А я не хотел. Мне было страшно. Тогда они сказали:

– Ссыкун. Катись отсюда.

А я стоял. Тогда один из них разбежался и пнул меня под зад. Больно. А ещё говорят: сало бьют. И я заревел. А он сбил мои очки на траву. Всё расплылось. Размазалось небо, и деревья в парке, и мальчики. А иногда я видел чётко сквозь слезу, как сквозь кристалл. За что? Он толкнул меня. Я шагнул назад, но там уже стоял на четвереньках другой бандит. Я перекувыркнулся через него и упал на землю.

– Катись, баба. Ты не настоящий чувак. Ты ссыкун.

– Катись, очконавт!

– Очкодром!

– У кого четыре глаза, тот похож на водолаза!

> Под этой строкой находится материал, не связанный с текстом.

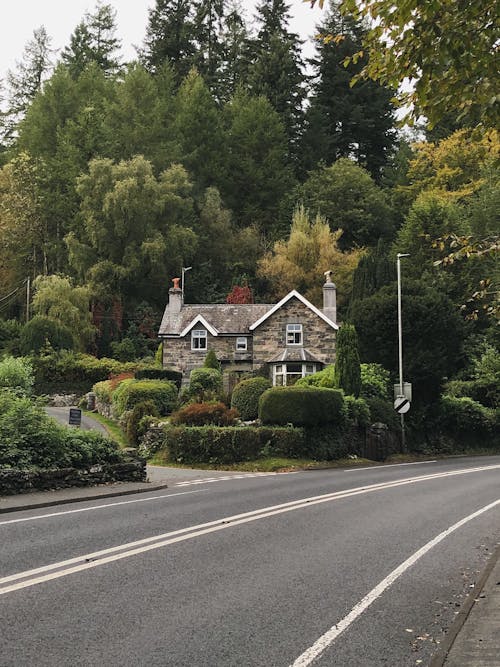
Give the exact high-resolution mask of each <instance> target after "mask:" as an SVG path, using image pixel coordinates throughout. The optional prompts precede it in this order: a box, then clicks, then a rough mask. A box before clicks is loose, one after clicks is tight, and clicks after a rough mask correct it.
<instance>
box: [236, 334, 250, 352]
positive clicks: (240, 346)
mask: <svg viewBox="0 0 500 667" xmlns="http://www.w3.org/2000/svg"><path fill="white" fill-rule="evenodd" d="M247 349H248V340H247V338H246V336H238V337H237V338H236V351H237V352H246V351H247Z"/></svg>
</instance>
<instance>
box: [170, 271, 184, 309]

Черномазый хотел пнуть меня ещё раз, но я поднял очки, повернулся и побежал. Бежать было тяжело, и в боку кололо. А Руслик вместе с ними кричал мне вслед, что я баба. Предатель. Я прибежал к дому, сел возле стенки и стал смотреть на небо. По небу летело несколько птиц, наверное, стрижей, и я стал повторять про себя:

 
Гори, гори ясно, чтобы не погасло,
Глянь на небо – птички летят,
Колокольчики звенят.
И снова:
Гори, гори ясно…
 

Какой же я горемыка. Смешное слово, но так говорят. Горемыка. Ну ничего, я ещё наколдую так, что они все пожалеют и в первую очередь Руслик. Проклятый предатель. По небушку красным колёсиком катилось солнце, преследуя стайку птиц, а он, – Тот, Кто Смотрит, – видел меня и знал, как мне было плохо. И тогда я шёпотом пожелал, чтобы Черномазый умер! А Русля пусть живёт, только чтобы его никогда не взяли в армию! Так он и не будет десантником! А меня чтобы взяли:

 
 
Хочется мальчишкам в армии служить,
Хочется мальчишкам подвиг совершить…
 

И когда я приду из армии с орденами, Руслик будет сидеть на скамеечке вместе с бабами и лузгать семечки. Стыдно даже будет со мной поздороваться! Я тогда женюсь на евоной Кате с третьего этажа! Ха! Вот так-то Руслечный!